Воинствующий атеист: 67%
Теист: 8%
Агностик: 17%
Апатеист (равнодушный атеист): 75%
Духовный атеист: 75%
Научный атеист: 42%

----------


## Tiop

Тогда он не буддист, не следует Дхамме.

Относительно пустой болтовни Будда говорит во многих наставлениях для мирян и бхиккху. Да и не в этом дело.

----------


## Дима Чабсунчин

> Тогда он не буддист, не следует Дхамме.


Не все буддисты следуют Дхамме. Можно быть буддистом и совершать неблагие деяния, и не быть буддистом - и не совершать. Десять неблагих очень похожи на христианские заповеди, но это не значит, что христиане - буддисты.  :Wink:

----------


## Tiop

Не очень понимаю, к чему Вы это. Если сознательно и добровольно принял обеты и не следует, значит нарушает себе же данные обеты. Если не принимает, то не буддист.

----------


## Tiop

Дима, ну я же предполагаю, что всё-таки Вы немного знаете про буддизм Тхеравады.  Хотел написать, но подумал что это и так известно. Ок. Буддистом в Тхераваде становится тот, кто принимает пять обетов и прибежище в Трех Драгоценностях.

----------


## Дима Чабсунчин

> Дима, ну я же предполагаю, что всё-таки Вы немного знаете про буддизм Тхеравады.  Хотел написать, но подумал что это и так известно. Ок. Буддистом в Тхераваде становится тот, кто принимает пять обетов и прибежище в Трех Драгоценностях.


А если он нарушает обеты, он перестает быть буддистом?! Допустим, Тиоп, вы выпили водки и соблазнили чужую жену, вы перестаете быть буддистом?  :Confused:

----------


## Tiop

Я же говорю, это сознательно принятые обеты. Если по каким-то причинам они нарушаются, если человек не изменяет своей приверженности Трём Драгоценностям, то это повод пересмотреть своё поведение и больше сил прилагать для их соблюдения.

----------


## До

> Знаменитый Ничирен тоже так думал  (много сделал для прекращения деятельности всех буддийских школ в Японии, кроме собственной).


Махаяна одна - от Будды. Махаянских школ - много. Но моя мысль заключалась в том, что махаяна основывается не только на махаянских сутрах, а основывается и признаёт все сутры, т.е. и махаянские и Агамы (аналог Никаи) и винаю. В то время как некоторые школы махаянские сутры не признавали.




> "Действия речи", кстати, подпадают под ложь по сути.


Интересно как такие действия речи как грубая речь и сплетни попадают под ложь по сути?

----------


## Дима Чабсунчин

> Я же говорю, это сознательно принятые обеты. Если по каким-то причинам они нарушаются, если человек не изменяет своей приверженности Трём Драгоценностям, то это повод пересмотреть своё поведение и больше сил прилагать для их соблюдения.
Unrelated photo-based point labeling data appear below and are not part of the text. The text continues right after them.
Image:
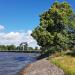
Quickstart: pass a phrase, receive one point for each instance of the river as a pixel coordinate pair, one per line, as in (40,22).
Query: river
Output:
(11,63)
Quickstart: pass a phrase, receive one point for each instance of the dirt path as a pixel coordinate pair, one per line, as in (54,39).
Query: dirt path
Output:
(42,67)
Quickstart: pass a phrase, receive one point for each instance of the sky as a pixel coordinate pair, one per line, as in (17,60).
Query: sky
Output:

Отлично, но чуть выше вы написали, что если человек не соблюдает обеты, "тогда он не буддист".

----------


## Tiop

Итак:




> То есть, если он сознательно не принимает обет, то тогда он не совершает ничего негативного, когда обманывает, клевещет, сквернословит и бранится, болтает по делу и без дела?





> Тогда он не буддист, не следует Дхамме.
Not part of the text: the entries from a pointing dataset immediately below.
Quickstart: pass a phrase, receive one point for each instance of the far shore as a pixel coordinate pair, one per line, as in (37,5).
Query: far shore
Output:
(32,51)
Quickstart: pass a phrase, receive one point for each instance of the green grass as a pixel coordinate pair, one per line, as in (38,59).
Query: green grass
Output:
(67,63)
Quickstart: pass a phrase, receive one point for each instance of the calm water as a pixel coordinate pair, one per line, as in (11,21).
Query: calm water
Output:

> Если сознательно и добровольно принял обеты и не следует, значит нарушает себе же данные обеты. Если не принимает, то не буддист.





> Махаяна одна - от Будды.


Ничирен тоже так думал. Да и не только он, примеров много. Вы, конечно, знаете, какая именно махаяна от Будды. Про все сутры и говорить не о чем.
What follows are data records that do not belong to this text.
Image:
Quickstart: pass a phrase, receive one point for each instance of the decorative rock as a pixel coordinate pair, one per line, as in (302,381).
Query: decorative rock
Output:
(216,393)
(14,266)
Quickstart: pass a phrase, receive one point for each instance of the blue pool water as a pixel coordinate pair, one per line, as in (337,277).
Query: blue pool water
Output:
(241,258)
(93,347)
> Интересно как такие действия речи как грубая речь и сплетни попадают под ложь по сути?


Потому что по сути это ложь.

----------


## Дима Чабсунчин

> Итак:


Тиоп, мне ничего не остается другого, подобно Памкину, как оправить вас изучать учебник по элементарной логике потому, что она отсутствует в ваших рассуждениях. Если вам хочется спорить, только ради того, чтобы спорить - тогда к доктору Курпатову.  :Smilie:

----------


## Tiop

> Тиоп, мне ничего не остается другого,


Дима спросил: "если он не принимает обеты", я говорю:"если не принимает - не буддист". "Если принимает и нарушает - повод усилить рвение". На языке логики высказываний: Если A то B. Если не-А то не-B. Если А и C, то B.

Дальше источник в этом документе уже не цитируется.